Today we are welcoming back the lovely Naomi Liddell. You may remember a few of her posts from last year or know her from her comments on these pages. Naomi has officially been on honeymoon since 2011 when they chose not to return to the UK from Australia and have set up their life on the other side of the world. They have since been joined by the gorgeous Ethan. So it’s a big hello from us here at Rock My Family and I hope you enjoy Naomi’s post today as she will be joining us on a more regular basis over the coming months. I’ll hand over to Naomi for her first post of 2017.

I recently carried my three year old out of a shop on a Richter scale 8 meltdown. Complete with wailing, tears and flailing limbs.

The reason we were in said shop in the first place was to quickly grab some vacuum pack bags and an extension chord before legging it to Ethan’s morning swimming lesson… Such is my life now. But somehow (and I don’t know how they do this) my boy managed to sniff out the toy section like a pig snuffles for truffles.

Within minutes I was winding my way through a labyrinth of brightly coloured aisles as he hurtled towards the Paw Patrol section. I stood there in utter defeat as he picked through this toy and that. I then found myself simultaneously plotting a smooth exit and scanning for the cheapest toy that could be my ticket out of there with a smiling child.

This visit to the toy section would have been a minor issue any other time of year, but it happened to occur right after Christmas. Ethan had been inundated with new toys by family, friends and Santa. We try to keep toy levels in our house, well… Reasonable. I’m happy for them to take over an entire cupboard, but not an entire room. I’m finding that this gets harder as he grows older. I also don’t actually buy Ethan heaps of toys (which I have Mama Guilt about too), but birthdays, Christmas and just-because gifts seem to just add to the amount, no matter how much I try to cull.

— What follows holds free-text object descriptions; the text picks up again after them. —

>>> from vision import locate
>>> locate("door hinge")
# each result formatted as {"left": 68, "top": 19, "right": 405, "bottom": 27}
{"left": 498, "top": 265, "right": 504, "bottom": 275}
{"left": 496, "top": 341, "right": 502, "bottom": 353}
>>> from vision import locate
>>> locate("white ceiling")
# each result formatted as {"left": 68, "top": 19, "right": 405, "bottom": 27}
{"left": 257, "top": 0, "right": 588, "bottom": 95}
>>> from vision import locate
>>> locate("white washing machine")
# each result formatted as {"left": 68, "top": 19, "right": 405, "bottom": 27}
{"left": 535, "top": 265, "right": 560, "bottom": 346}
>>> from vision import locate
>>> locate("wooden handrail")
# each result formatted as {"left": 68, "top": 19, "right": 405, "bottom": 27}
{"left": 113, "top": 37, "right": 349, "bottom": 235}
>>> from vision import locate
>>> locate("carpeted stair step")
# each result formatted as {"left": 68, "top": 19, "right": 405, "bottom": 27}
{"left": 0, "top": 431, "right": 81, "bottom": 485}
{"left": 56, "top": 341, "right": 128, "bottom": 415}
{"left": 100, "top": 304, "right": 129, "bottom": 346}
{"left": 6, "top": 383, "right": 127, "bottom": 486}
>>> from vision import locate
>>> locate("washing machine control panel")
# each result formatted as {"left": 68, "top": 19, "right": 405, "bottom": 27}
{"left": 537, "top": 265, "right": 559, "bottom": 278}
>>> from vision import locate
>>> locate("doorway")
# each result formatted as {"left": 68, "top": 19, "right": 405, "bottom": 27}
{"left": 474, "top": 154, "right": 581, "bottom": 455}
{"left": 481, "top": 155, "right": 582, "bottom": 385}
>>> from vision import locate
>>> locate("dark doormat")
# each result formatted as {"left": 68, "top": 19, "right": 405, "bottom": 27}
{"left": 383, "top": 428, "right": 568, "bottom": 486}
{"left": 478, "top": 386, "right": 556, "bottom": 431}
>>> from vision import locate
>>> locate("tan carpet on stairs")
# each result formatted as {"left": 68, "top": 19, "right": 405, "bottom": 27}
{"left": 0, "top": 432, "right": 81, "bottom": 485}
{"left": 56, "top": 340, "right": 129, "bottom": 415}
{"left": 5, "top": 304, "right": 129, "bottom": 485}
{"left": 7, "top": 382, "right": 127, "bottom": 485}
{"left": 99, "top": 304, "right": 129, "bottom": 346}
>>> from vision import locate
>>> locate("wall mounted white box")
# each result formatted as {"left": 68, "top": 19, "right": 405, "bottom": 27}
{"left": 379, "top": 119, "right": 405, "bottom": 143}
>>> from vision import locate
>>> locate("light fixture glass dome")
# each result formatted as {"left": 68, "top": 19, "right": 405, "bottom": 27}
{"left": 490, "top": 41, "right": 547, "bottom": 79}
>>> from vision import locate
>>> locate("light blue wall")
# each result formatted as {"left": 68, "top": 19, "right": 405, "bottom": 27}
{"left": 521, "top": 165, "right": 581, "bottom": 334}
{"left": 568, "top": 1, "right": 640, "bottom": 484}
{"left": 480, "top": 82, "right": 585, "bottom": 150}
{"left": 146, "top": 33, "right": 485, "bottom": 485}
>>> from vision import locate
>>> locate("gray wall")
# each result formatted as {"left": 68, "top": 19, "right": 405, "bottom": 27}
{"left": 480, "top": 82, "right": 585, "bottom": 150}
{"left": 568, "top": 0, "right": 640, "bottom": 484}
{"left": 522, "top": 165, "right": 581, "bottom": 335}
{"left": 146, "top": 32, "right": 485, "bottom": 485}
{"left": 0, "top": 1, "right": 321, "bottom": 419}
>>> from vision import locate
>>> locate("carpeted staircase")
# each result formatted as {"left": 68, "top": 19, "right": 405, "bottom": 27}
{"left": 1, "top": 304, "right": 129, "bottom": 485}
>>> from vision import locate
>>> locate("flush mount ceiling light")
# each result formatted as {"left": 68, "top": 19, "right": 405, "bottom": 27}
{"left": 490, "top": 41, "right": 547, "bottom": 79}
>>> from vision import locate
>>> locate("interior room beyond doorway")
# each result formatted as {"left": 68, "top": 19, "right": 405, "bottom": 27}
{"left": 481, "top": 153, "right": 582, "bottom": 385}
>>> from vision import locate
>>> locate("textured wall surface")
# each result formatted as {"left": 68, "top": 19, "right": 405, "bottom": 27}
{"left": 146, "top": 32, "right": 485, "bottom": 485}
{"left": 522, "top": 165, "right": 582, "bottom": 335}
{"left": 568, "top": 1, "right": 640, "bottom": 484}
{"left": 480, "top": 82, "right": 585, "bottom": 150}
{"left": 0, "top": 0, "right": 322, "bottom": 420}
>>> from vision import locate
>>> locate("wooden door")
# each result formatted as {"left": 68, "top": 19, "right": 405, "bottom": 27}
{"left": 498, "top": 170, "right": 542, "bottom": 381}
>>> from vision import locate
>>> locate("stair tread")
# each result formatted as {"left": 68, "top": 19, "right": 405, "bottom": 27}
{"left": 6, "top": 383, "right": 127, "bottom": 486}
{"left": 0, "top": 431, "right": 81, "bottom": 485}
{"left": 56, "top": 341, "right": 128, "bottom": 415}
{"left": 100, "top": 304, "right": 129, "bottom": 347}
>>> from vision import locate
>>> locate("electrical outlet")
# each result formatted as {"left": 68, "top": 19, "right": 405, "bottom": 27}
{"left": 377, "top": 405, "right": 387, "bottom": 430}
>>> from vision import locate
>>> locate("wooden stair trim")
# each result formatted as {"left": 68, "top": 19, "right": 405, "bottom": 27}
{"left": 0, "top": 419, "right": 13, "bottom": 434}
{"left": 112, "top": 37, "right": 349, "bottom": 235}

All things considered, back at the toy section that day, I decided not to buy him anything. I decided that we were going to leave the shop with the things we went in for and no bribery toy. I decided that my son was mature enough to understand that he can’t have everything he wants at any moment he wants. It was only when I started to gently steer him away that I realised that my resolve was no match for the towers of bright plastic and dogs dressed as public servicemen. I had to run or cave. I ran.

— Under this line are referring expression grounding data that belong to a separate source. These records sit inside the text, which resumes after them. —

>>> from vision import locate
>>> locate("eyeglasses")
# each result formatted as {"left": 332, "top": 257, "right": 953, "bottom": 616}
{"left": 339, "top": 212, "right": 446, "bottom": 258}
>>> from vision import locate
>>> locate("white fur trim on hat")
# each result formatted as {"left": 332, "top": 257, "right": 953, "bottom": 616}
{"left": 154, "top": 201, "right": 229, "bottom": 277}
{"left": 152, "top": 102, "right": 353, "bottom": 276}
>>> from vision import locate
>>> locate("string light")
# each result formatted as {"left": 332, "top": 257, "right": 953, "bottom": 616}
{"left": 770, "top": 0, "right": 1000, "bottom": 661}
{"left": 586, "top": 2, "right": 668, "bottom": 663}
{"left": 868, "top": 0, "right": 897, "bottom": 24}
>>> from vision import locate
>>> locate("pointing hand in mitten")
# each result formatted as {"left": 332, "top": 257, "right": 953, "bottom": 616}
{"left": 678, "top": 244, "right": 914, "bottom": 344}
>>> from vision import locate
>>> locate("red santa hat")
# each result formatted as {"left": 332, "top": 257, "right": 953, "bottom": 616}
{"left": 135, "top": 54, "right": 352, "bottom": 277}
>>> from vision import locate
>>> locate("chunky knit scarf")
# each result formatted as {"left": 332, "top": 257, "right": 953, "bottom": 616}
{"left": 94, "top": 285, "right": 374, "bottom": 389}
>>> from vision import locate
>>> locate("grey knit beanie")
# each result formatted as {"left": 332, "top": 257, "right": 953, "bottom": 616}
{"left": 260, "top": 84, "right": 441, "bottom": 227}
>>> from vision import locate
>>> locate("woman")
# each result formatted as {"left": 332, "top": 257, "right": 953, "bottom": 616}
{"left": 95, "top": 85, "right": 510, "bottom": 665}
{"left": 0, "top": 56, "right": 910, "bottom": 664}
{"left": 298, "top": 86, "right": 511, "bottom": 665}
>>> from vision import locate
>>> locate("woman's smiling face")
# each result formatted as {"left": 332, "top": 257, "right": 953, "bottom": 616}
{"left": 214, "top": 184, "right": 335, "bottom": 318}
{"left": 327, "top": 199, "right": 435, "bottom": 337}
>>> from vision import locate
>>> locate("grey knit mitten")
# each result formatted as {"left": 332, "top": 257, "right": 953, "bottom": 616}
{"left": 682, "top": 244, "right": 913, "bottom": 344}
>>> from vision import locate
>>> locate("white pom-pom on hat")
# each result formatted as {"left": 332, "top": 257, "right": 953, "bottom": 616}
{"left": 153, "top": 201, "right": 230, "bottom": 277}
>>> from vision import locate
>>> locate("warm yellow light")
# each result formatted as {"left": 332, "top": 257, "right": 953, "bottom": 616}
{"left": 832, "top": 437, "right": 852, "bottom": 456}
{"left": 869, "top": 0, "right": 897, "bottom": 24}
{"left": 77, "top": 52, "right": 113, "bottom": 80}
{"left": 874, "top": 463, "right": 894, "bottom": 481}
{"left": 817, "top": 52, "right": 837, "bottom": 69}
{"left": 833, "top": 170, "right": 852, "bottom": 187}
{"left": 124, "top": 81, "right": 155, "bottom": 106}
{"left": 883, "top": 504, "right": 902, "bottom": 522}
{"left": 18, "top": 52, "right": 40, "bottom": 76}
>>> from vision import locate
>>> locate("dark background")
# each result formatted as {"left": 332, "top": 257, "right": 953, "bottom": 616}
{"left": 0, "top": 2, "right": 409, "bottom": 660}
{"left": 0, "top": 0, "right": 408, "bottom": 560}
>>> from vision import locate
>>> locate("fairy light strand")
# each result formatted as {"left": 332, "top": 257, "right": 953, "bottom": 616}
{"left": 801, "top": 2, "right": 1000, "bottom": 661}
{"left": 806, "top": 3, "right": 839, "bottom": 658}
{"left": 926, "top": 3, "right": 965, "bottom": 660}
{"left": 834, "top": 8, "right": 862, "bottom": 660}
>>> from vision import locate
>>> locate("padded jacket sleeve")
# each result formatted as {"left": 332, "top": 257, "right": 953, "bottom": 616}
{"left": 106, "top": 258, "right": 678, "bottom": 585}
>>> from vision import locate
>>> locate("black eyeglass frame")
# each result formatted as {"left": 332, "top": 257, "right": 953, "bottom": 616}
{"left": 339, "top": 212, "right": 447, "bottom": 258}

Needless to say, the tantrum finished and he forgot all about it by the time we got to the car.

But it stuck with me. And aside from the growing amount of IKEA storage boxes I find myself buying, the thing that was concerning me most about this was that he had absolutely NO concept of being grateful or content with all the things that were gifted to him only a couple of weeks before. This is not me blaming my son. Ethan is the sweetest, kindest kid with impeccable manners and a truly heartfelt and eye bright ‘Thank you’ for every gift he gets. But that day I found myself wondering if I was wrong for wanting him to just be content with the fortune he already had and not to just throw down because he couldn’t have another thing he wanted?

I know he’s only three and we can’t expect their little brains to compete with adults who are literally paid hundreds of thousands of pounds to make those toys irresistible. I also know they learn their lessons over time. But surely those lessons come from us as parents? So with an upcoming birthday I’m left wondering about how you lovely lot approach these things with your kiddos.

How do you even begin to teach a three year old to be grateful for what they have?

Do you ever try to avoid the toy section for this very reason?

And how do you keep the growing madness of toy inventory under control?